June 08, 2006|by DON AINES

GREENCASTLE, Pa. - There are timeless elements to any high school graduation ceremony - speeches urging graduates to step boldly into the future, diploma-clutching students posing and graduates searching a crowded football field for relatives.

Some things do change. The Instamatics and Polaroids have been replaced by digital cameras and camcorders and newly-minted Greencastle-Antrim High School graduate Joe Pilch was using his cell phone to track down his mother Thursday night.

"The experiences, the memories are just awesome and crazy," Pilch said as graduates, families and friends milled about Kaley field. "It kind of sucks that it's over," said Pilch, whose next step in life is to study engineering at the Penn State Mont Alto campus.

"I'm glad I'm leaving, but I'm going to miss high school," said Robin Starliper, who plans to attend Wilson College and become a history teacher. Her cheering section included Katie Yeakle, Class of 2007, who held a handmade "Congrats to Robin" poster.
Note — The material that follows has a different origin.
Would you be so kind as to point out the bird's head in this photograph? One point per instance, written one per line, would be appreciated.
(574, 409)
Dennis and Lynne Wenrick are veterans of high school graduations, but Lynne said daughter, Adrienne, is the last of thier three children to experience this rite of passage. "I packed the tissues" in expectation of a few tears, she said.
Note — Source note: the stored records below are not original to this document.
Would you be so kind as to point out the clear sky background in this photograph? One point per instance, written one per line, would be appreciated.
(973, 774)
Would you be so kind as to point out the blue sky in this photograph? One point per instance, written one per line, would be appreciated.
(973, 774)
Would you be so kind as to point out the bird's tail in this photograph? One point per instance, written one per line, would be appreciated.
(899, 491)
Ten years ago, Jennifer Pine was a salutatorian at her graduation. Thursday, the veterinarian was back at her old high school making another speech and she told the 197 graduates, "I'm just as nervous today."

"If you dream it, you can become it," Pine told the Class of 2006, but she conceded that, "The truth is it's tough out there."

Pine recalled a moment in her freshman year at veterinary school when she called her mother and begged to come home. Three days later, she received a framed copy of the speech she had made at her graduation that bolstered her spirits.

Valedictorian Romelle Whalen urged her classmates to keep an eye open for life's opportunities and to "pay attention to who you are and whom you will become. Whalen, who is heading to Amherst to study Asian languages, quoted a pair of Japanese proverbs, including one on the fragility and brevity of life: "Rosy cheeks in the morning and white bones in the evening."

Principal Jack Appleby told the audience that 19 of the top 20 students in the Class of 2006 were females and the top 14 all had grade-point averages at or greaten than 4.0, with none of the group having a GPA less than 3.9.

Clutching a bouquet, Amber Rowles cheered when Stacy McCanuel's name was announced.

"She's been my best friend through thick and thin," said the 2004 graduate, now living in West Virgina.

She said a lot of graduates "come back year after year to see how much Greencastle has changed."

"It's getting bigger and bigger, but the people haven't changed," Rowles said.